I'm experimenting with building a game engine from scratch in Java, and I have a couple questions. My main game loop looks like this:
int FPS = 60;
while(isRunning){
/* Current time, before frame update */
long time = System.currentTimeMillis();
update();
draw();
/* How long each frame should last - time it took for one frame */
long delay = (1000 / FPS) - (System.currentTimeMillis() - time);
if(delay > 0){
try{
Thread.sleep(delay);
}catch(Exception e){};
}
}
As you can see, I've set the framerate at 60FPS, which is used in the delay
calculation. The delay makes sure that each frame takes the same amount of time before rendering the next.

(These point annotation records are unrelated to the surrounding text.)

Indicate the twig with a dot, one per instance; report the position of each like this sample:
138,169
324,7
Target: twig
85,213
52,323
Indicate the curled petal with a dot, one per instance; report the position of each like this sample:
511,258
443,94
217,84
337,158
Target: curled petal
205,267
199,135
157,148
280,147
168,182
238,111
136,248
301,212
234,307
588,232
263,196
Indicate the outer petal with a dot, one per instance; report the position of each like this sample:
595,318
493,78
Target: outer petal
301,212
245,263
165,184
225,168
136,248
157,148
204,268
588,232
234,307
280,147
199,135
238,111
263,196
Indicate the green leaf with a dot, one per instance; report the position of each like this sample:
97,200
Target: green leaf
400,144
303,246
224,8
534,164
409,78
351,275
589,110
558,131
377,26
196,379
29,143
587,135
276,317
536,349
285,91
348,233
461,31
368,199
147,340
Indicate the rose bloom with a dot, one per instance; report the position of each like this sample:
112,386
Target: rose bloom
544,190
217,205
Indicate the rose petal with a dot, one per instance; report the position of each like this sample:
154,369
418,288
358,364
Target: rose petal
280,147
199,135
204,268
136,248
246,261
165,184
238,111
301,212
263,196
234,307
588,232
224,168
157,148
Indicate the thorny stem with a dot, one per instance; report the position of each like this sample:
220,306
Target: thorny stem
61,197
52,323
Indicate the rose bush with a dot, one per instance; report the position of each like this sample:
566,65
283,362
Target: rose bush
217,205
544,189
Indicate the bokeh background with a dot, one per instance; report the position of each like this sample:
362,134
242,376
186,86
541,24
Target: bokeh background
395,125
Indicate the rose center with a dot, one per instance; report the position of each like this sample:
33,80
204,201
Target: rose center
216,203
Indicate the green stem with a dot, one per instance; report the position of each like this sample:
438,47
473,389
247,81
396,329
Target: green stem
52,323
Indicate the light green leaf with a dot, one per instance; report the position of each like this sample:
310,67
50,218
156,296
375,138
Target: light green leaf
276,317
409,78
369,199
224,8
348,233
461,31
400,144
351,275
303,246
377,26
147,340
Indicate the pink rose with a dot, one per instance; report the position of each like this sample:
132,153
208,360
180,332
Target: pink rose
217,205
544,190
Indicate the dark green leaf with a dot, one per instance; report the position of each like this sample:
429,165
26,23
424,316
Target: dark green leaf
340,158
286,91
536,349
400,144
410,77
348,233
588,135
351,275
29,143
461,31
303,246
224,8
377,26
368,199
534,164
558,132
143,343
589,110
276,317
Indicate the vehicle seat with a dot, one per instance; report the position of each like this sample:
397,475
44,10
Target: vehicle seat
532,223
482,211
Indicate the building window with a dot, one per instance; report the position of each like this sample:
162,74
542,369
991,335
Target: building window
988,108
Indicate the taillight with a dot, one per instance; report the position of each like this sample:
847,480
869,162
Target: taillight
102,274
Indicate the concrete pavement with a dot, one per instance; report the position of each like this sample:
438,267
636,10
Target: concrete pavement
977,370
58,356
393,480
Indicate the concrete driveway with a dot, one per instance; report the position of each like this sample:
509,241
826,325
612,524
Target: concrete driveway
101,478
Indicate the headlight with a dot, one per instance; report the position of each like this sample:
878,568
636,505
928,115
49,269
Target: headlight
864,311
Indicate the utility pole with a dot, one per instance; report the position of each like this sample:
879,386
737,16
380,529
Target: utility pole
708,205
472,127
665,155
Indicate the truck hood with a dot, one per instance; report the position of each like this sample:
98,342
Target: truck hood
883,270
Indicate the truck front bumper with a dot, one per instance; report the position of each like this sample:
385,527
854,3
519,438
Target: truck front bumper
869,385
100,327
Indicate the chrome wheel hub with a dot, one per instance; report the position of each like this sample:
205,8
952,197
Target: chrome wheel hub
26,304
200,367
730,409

In my update()
function I do x++
which increases the horizontal value of a graphics object I draw with the following:
bbg.drawOval(x,40,20,20);
What confuses me is the speed. when I set FPS
to 150, the rendered circle goes across the speed really fast, while setting the FPS
to 30 moves across the screen at half the speed. Doesn't framerate just affect the "smoothness" of the rendering and not the speed of objects being rendered? I think I'm missing a big part, I'd love some clarification.
1000 / FPS
division could be done and the result assigned to a variable before yourwhile(isRunning)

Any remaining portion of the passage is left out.